Introduction

The Coachella Valley Music and Arts Festival (commonly referred to as Coachella or the Coachella Festival) is an annual music and arts festival held at the Empire Polo Club in Indio, California, located in the Inland Empire’s Coachella Valley in the Colorado Desert. Coachella is one of the largest, most famous, and most profitable music festivals in the United States and all over the world. The 2017 festival was attended by 250,000 people and grossed $114.6 million.

In order to figure out what Internet users are talking about and how they feel about Coahcella music festival, this report analyzed data collected from twitter a week after the event took place.

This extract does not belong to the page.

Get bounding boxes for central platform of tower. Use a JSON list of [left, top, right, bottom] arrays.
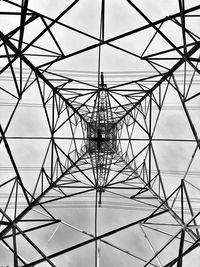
[[87, 121, 117, 154]]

This report mainly focus on three parts:

1.The frequency of words mentioned by users, showing by Word Cloud.

2.Visualization of sentiments towards the music festival among different hashtags and locations: whether people Coachella 2018 more than other past years’ Coachella? Whether Beyonce’s performance at Coachella 2018 is better than Coachella 2018 or Coachella event on average? Besides normal maps, there is also a shiny application which creates an interactive map on tweet popularity.

3.Statistical analysis that whether there is relationship between retweet number and sentiment score.

Data summary

I gathered 1956 observations in total (after deleting NA data points) since the geocode by Google API restricted 2500 requests per day for non-business use. (638 observations for #Coachella2018, 620 observations for #Coachella and 698 observations for #Beychella, together 1956 observations.

To have a general understanding on what are the most popular words that people use in tweets to express their sentiment on the music festival, below are the wordclouds under each topic and the total dataframe.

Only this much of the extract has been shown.